Stuyvesant Institute

Manager / Director:
M. [manager] Seraphin

Price: $.50; .25 children

Event Type:
Variety / Vaudeville

Record Information


Last Updated:
3 July 2012

Performance Date(s) and Time(s)

19 Jun 1865, 8:00 PM
20 Jun 1865, 8:00 PM
21 Jun 1865, 2:30 PM
21 Jun 1865, 8:00 PM
22 Jun 1865, 8:00 PM
23 Jun 1865, 8:00 PM
24 Jun 1865, 2:30 PM
24 Jun 1865, 8:00 PM

Program Details

Performers and/or Works Performed


Announcement: New York Herald, 18 June 1865, 5.

     “Opera, the regular drama, negro minstrelsy, and the ballet are reproduced.”

Advertisement: New York Herald, 19 June 1865, 7.
Advertisement: New-York Times, 19 June 1865, 7.

     “In Grand Fairy Extravaganzas, Musical and Comic Interludes, Grand Ballet, and Brilliant Harlequinades.”

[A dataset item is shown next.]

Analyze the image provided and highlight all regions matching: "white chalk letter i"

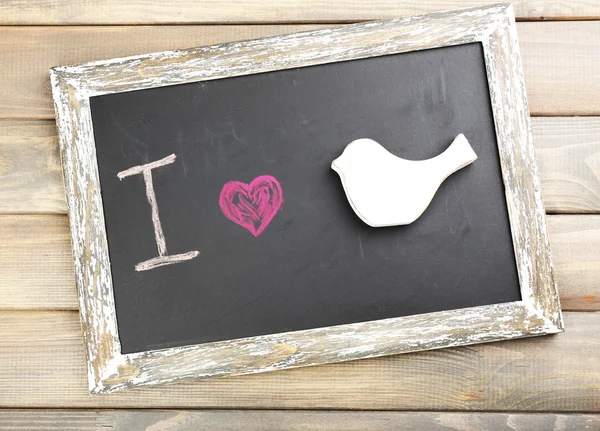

Review: New York Herald, 20 June 1865.

      “Last night the Marionette theatre, which for many years has been an institution  in Paris, Milan, Naples and other cities of Europe, originally established by M. Seraphin, was inaugurated for the first time in this country at the Stuyvesant Institute.  It is a most amusing performance, in which puppets are made to represent living actors, vocalists and ballet dancers, and is a most appropriate entertainment for young people. At the first performance the intricate machinery could not be expected to work to perfection, nevertheless the representation last evening was, in many respects, excellent. The ballet was especially good, and the antics of the miniature harlequins were almost as perfect as nature. The dialogue and vocalism are, of course, executed by living artists behind the scenes; but are so well done in conjunction with the actions of the puppets, as to produce a very agreeable deception. This novelty is certain to prove a success.”

Review: New-York Times, 20 June 1865, 4.

     No mention of music.  “Stuyvesant Hall has been fitted up with a nice little stage, and the grandson of somebody who invented Marionettes has brought over a company of dolls to play upon it. The arrangements last evening were somewhat incomplete, and the stage-manager had occasionally to put his hand upon the stage to remove the properties—which created a rather overwhelming effect. The little figures were managed well so far as their arms were concerned, but they hopped off the stage like diminutive Kangaroos, and staggered in serious moments like helpless inebriates. The exhibition seems to have opened too soon, and at present is not entitled to much consideration. When everything is in proper order we expect that the Marionettes will be as popular here as in Europe.”

Announcement: New York Clipper, 24 June 1865, 86.
Advertisement: New-York Times, 24 June 1865, 7.